Does NJ Medicaid pay for stretcher transport?
It can. NJ FamilyCare (New Jersey Medicaid) covers non-emergency medical transportation, including stretcher-level transport, when it is medically necessary and the trip is to a Medicaid-covered service. Rides are coordinated through the state's transportation broker (ModivCare) and generally require prior authorization before the appointment, so start the request early. Delta is a transportation provider, not the broker, so Medicaid trips are arranged through your plan's broker.
Does Medicare cover non-emergency stretcher transport?
Generally, no. Original Medicare does not cover routine non-emergency transportation — it pays for ambulance transport only when it is medically necessary and any other transport would endanger your health, which most scheduled stretcher trips do not meet. Some Medicare Advantage (Part C) plans include a limited transportation benefit, but the covered levels and trip counts vary by plan, so check your plan documents before counting on it. Most scheduled stretcher trips in NJ end up private pay.
What makes the price of a stretcher trip go up?
The biggest factor after distance is anything that adds crew time or equipment: oxygen during transport, stairs at the pickup or drop-off address, a bariatric setup or an extra attendant, the crew waiting during an appointment and bringing you back, night, weekend, or holiday timing, and same-day booking. An accurate quote accounts for all of these up front, which is why we ask about them before giving you a number.
Do you charge extra for the second crew member?
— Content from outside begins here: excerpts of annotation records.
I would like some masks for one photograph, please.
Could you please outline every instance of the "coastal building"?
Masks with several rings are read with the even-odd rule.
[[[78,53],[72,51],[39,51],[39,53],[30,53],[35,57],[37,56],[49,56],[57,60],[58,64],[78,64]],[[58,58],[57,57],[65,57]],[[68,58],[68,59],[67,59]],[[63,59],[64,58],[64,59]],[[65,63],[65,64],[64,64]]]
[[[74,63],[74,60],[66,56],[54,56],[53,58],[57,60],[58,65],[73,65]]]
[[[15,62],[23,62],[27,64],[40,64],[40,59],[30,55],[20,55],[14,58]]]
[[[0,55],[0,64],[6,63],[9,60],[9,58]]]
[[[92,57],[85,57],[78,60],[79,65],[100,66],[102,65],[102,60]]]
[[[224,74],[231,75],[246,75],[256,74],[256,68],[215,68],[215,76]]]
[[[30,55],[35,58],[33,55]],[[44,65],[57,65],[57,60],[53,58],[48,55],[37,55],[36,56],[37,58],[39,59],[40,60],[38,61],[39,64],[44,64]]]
No — a two-person crew is the baseline for safe stretcher transport, not an add-on. Every stretcher trip needs two trained people to lift, transfer, and secure the patient safely, and the quote we give you is one all-in number that already reflects the standard crew. The only time staffing changes a price is when a trip genuinely needs more than the standard two — for example some bariatric moves — and we tell you that before you book, never after.
Is a round trip cheaper than booking two one-way stretcher trips?
Usually, yes. A wait-and-return trip keeps the same crew and vehicle on your job, so most providers price it below the cost of two unrelated one-way bookings — the trade-off is that hold time beyond a short grace period is billable. If your appointment is long, tell the dispatcher the expected duration and ask them to price wait-and-return against two one-ways both ways, then pick the cheaper structure.